Because that’s what it was. I grieved the loss of my daughter.
No mani-pedi dates, no prom dress shopping, boy talk, how to apply makeup, no discussions on how to know “he’s the one”…
I called and messaged as many friends I could think of who were disappointed by their baby’s gender. How did you cope? How do you move on from this? When did you start feeling better?
It weighed me down so much more than I expected. I told my OB at my next appointment about how it had been weeks and I was still crying like I found out yesterday. How I wrote down my feelings and could plan my depressive episodes every week, because there was that solid of a cycle. I mentioned to her that I wanted to give the baby up because I was so devastated.

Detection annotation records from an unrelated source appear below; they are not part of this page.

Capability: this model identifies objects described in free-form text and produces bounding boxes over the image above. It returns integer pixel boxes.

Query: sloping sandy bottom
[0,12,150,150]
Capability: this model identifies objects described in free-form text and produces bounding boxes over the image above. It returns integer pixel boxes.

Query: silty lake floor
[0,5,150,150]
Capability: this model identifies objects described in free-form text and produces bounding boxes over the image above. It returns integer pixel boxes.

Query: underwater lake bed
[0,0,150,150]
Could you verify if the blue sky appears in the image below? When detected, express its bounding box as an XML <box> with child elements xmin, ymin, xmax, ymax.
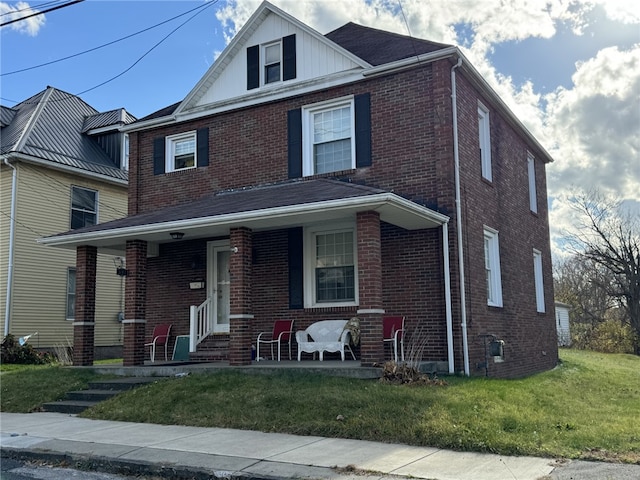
<box><xmin>0</xmin><ymin>0</ymin><xmax>640</xmax><ymax>255</ymax></box>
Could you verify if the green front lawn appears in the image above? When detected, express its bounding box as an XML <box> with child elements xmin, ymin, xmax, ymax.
<box><xmin>2</xmin><ymin>350</ymin><xmax>640</xmax><ymax>463</ymax></box>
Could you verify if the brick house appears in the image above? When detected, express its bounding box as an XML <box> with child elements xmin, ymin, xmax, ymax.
<box><xmin>41</xmin><ymin>2</ymin><xmax>558</xmax><ymax>377</ymax></box>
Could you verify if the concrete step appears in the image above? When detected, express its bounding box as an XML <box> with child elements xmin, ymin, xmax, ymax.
<box><xmin>67</xmin><ymin>389</ymin><xmax>123</xmax><ymax>402</ymax></box>
<box><xmin>42</xmin><ymin>400</ymin><xmax>98</xmax><ymax>414</ymax></box>
<box><xmin>42</xmin><ymin>377</ymin><xmax>162</xmax><ymax>414</ymax></box>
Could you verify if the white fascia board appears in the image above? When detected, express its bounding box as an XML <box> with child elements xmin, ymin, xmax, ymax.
<box><xmin>9</xmin><ymin>152</ymin><xmax>129</xmax><ymax>187</ymax></box>
<box><xmin>38</xmin><ymin>193</ymin><xmax>449</xmax><ymax>246</ymax></box>
<box><xmin>119</xmin><ymin>114</ymin><xmax>176</xmax><ymax>133</ymax></box>
<box><xmin>362</xmin><ymin>47</ymin><xmax>462</xmax><ymax>77</ymax></box>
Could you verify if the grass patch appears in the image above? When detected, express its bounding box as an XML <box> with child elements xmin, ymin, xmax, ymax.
<box><xmin>0</xmin><ymin>350</ymin><xmax>640</xmax><ymax>463</ymax></box>
<box><xmin>83</xmin><ymin>350</ymin><xmax>640</xmax><ymax>463</ymax></box>
<box><xmin>0</xmin><ymin>364</ymin><xmax>107</xmax><ymax>413</ymax></box>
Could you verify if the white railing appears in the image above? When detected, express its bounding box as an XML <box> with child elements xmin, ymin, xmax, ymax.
<box><xmin>189</xmin><ymin>298</ymin><xmax>213</xmax><ymax>352</ymax></box>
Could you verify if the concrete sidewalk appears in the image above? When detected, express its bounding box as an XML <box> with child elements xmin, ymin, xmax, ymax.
<box><xmin>0</xmin><ymin>413</ymin><xmax>640</xmax><ymax>480</ymax></box>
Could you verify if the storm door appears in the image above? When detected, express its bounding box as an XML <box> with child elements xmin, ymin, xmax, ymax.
<box><xmin>207</xmin><ymin>241</ymin><xmax>231</xmax><ymax>333</ymax></box>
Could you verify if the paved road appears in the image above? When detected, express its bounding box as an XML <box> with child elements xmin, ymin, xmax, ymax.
<box><xmin>0</xmin><ymin>457</ymin><xmax>132</xmax><ymax>480</ymax></box>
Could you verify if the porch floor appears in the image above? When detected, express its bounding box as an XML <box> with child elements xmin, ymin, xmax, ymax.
<box><xmin>87</xmin><ymin>360</ymin><xmax>382</xmax><ymax>379</ymax></box>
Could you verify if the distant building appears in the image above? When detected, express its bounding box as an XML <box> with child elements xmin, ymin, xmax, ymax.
<box><xmin>555</xmin><ymin>302</ymin><xmax>571</xmax><ymax>347</ymax></box>
<box><xmin>0</xmin><ymin>87</ymin><xmax>135</xmax><ymax>355</ymax></box>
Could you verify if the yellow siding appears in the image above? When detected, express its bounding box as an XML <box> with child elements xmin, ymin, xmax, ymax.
<box><xmin>0</xmin><ymin>163</ymin><xmax>13</xmax><ymax>335</ymax></box>
<box><xmin>3</xmin><ymin>163</ymin><xmax>127</xmax><ymax>347</ymax></box>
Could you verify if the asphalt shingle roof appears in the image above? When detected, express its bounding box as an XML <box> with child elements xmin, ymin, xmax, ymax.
<box><xmin>48</xmin><ymin>179</ymin><xmax>385</xmax><ymax>236</ymax></box>
<box><xmin>325</xmin><ymin>22</ymin><xmax>451</xmax><ymax>66</ymax></box>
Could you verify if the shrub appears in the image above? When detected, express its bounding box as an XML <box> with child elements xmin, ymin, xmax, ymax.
<box><xmin>571</xmin><ymin>320</ymin><xmax>638</xmax><ymax>353</ymax></box>
<box><xmin>0</xmin><ymin>334</ymin><xmax>53</xmax><ymax>365</ymax></box>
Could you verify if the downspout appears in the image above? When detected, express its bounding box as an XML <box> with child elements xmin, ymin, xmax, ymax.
<box><xmin>4</xmin><ymin>157</ymin><xmax>18</xmax><ymax>337</ymax></box>
<box><xmin>451</xmin><ymin>57</ymin><xmax>470</xmax><ymax>377</ymax></box>
<box><xmin>442</xmin><ymin>222</ymin><xmax>456</xmax><ymax>375</ymax></box>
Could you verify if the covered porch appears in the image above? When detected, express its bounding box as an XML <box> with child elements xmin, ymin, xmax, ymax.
<box><xmin>40</xmin><ymin>179</ymin><xmax>453</xmax><ymax>372</ymax></box>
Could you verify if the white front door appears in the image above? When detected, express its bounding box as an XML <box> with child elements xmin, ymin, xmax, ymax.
<box><xmin>207</xmin><ymin>241</ymin><xmax>231</xmax><ymax>333</ymax></box>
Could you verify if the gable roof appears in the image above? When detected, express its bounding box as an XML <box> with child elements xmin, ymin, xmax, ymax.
<box><xmin>325</xmin><ymin>22</ymin><xmax>453</xmax><ymax>66</ymax></box>
<box><xmin>175</xmin><ymin>1</ymin><xmax>371</xmax><ymax>114</ymax></box>
<box><xmin>0</xmin><ymin>87</ymin><xmax>135</xmax><ymax>180</ymax></box>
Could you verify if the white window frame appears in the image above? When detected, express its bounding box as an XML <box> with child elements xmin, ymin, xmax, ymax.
<box><xmin>533</xmin><ymin>248</ymin><xmax>546</xmax><ymax>313</ymax></box>
<box><xmin>260</xmin><ymin>40</ymin><xmax>283</xmax><ymax>85</ymax></box>
<box><xmin>478</xmin><ymin>102</ymin><xmax>493</xmax><ymax>181</ymax></box>
<box><xmin>120</xmin><ymin>133</ymin><xmax>129</xmax><ymax>171</ymax></box>
<box><xmin>304</xmin><ymin>223</ymin><xmax>359</xmax><ymax>308</ymax></box>
<box><xmin>64</xmin><ymin>267</ymin><xmax>77</xmax><ymax>321</ymax></box>
<box><xmin>484</xmin><ymin>226</ymin><xmax>502</xmax><ymax>307</ymax></box>
<box><xmin>302</xmin><ymin>95</ymin><xmax>356</xmax><ymax>177</ymax></box>
<box><xmin>165</xmin><ymin>130</ymin><xmax>198</xmax><ymax>173</ymax></box>
<box><xmin>69</xmin><ymin>185</ymin><xmax>99</xmax><ymax>230</ymax></box>
<box><xmin>527</xmin><ymin>152</ymin><xmax>538</xmax><ymax>213</ymax></box>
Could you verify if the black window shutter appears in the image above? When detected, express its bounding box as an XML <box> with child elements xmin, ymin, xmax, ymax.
<box><xmin>196</xmin><ymin>128</ymin><xmax>209</xmax><ymax>167</ymax></box>
<box><xmin>288</xmin><ymin>227</ymin><xmax>304</xmax><ymax>309</ymax></box>
<box><xmin>247</xmin><ymin>45</ymin><xmax>260</xmax><ymax>90</ymax></box>
<box><xmin>282</xmin><ymin>33</ymin><xmax>296</xmax><ymax>80</ymax></box>
<box><xmin>354</xmin><ymin>93</ymin><xmax>371</xmax><ymax>167</ymax></box>
<box><xmin>287</xmin><ymin>108</ymin><xmax>302</xmax><ymax>178</ymax></box>
<box><xmin>153</xmin><ymin>137</ymin><xmax>164</xmax><ymax>175</ymax></box>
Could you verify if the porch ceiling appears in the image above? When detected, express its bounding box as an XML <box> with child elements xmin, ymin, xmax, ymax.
<box><xmin>38</xmin><ymin>179</ymin><xmax>449</xmax><ymax>254</ymax></box>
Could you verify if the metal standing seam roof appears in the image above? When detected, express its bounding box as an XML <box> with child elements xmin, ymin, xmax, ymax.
<box><xmin>1</xmin><ymin>87</ymin><xmax>133</xmax><ymax>180</ymax></box>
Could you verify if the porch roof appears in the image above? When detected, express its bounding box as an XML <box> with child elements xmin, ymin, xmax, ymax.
<box><xmin>38</xmin><ymin>179</ymin><xmax>449</xmax><ymax>254</ymax></box>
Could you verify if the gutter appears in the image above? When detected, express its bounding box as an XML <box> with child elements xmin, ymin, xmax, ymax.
<box><xmin>37</xmin><ymin>193</ymin><xmax>449</xmax><ymax>247</ymax></box>
<box><xmin>11</xmin><ymin>152</ymin><xmax>129</xmax><ymax>187</ymax></box>
<box><xmin>451</xmin><ymin>57</ymin><xmax>470</xmax><ymax>377</ymax></box>
<box><xmin>3</xmin><ymin>155</ymin><xmax>18</xmax><ymax>337</ymax></box>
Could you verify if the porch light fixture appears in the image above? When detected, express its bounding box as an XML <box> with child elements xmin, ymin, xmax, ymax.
<box><xmin>113</xmin><ymin>257</ymin><xmax>129</xmax><ymax>277</ymax></box>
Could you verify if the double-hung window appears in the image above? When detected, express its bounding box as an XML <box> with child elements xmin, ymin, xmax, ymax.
<box><xmin>478</xmin><ymin>104</ymin><xmax>493</xmax><ymax>181</ymax></box>
<box><xmin>303</xmin><ymin>97</ymin><xmax>356</xmax><ymax>175</ymax></box>
<box><xmin>527</xmin><ymin>153</ymin><xmax>538</xmax><ymax>213</ymax></box>
<box><xmin>66</xmin><ymin>267</ymin><xmax>76</xmax><ymax>320</ymax></box>
<box><xmin>165</xmin><ymin>131</ymin><xmax>197</xmax><ymax>172</ymax></box>
<box><xmin>263</xmin><ymin>42</ymin><xmax>282</xmax><ymax>85</ymax></box>
<box><xmin>533</xmin><ymin>248</ymin><xmax>545</xmax><ymax>313</ymax></box>
<box><xmin>484</xmin><ymin>227</ymin><xmax>502</xmax><ymax>307</ymax></box>
<box><xmin>71</xmin><ymin>186</ymin><xmax>98</xmax><ymax>230</ymax></box>
<box><xmin>305</xmin><ymin>228</ymin><xmax>358</xmax><ymax>307</ymax></box>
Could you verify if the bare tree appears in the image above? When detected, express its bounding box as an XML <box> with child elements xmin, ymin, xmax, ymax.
<box><xmin>565</xmin><ymin>190</ymin><xmax>640</xmax><ymax>354</ymax></box>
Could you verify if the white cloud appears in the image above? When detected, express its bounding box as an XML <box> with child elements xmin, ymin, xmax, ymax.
<box><xmin>546</xmin><ymin>45</ymin><xmax>640</xmax><ymax>200</ymax></box>
<box><xmin>0</xmin><ymin>2</ymin><xmax>45</xmax><ymax>37</ymax></box>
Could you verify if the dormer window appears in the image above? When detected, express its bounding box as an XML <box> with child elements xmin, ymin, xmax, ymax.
<box><xmin>264</xmin><ymin>42</ymin><xmax>281</xmax><ymax>84</ymax></box>
<box><xmin>247</xmin><ymin>34</ymin><xmax>296</xmax><ymax>90</ymax></box>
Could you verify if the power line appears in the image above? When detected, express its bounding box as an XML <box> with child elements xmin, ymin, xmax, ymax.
<box><xmin>0</xmin><ymin>0</ymin><xmax>84</xmax><ymax>27</ymax></box>
<box><xmin>0</xmin><ymin>0</ymin><xmax>70</xmax><ymax>17</ymax></box>
<box><xmin>0</xmin><ymin>2</ymin><xmax>217</xmax><ymax>77</ymax></box>
<box><xmin>76</xmin><ymin>0</ymin><xmax>218</xmax><ymax>96</ymax></box>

As I sat there bawling my eyes out in her office while my toddlers played with the special no touch light next to the paper covered bed, she soothed me. She explained what I was feeling wasn’t uncommon. However I was showing several severe markers for pre-postpartum depression. I didn’t even know that was a thing, I’d had PPD before but it was always resolved naturally with time. She explained that my disconnect needed to be taken seriously to prevent being the mom who drowned her baby in the bathtub. Wow.
It was heavy news but I knew she was right. I asked for my options. Therapy, medication, and keep writing everything down. Keep talking about it and process with other mom’s who have gone through similar situations.
I chose to start therapy and Zoloft that week. Within two weeks I felt better and after two months I was overjoyed to be welcoming my newest baby boy. My life was saved and so was his.
I still have some days where that lingering sadness creeps in. Not having a girl doesn’t reduce me to tears anymore. Cas has been the best and most mild mannered baby, I know there couldn’t be anyone better than him.
If you have ever felt this way my heart aches for you, I’ve been there and it hurts. It’s devastating and it causes a grief that comes with feelings of guilt. Feel those feelings and don’t trap them. You have to process your loss and come to terms with it. There is help out there and it is so important to ask for it. Your life and well-being depends on it.
Call a friend or your doctor. It’s as simple as I’m not okay.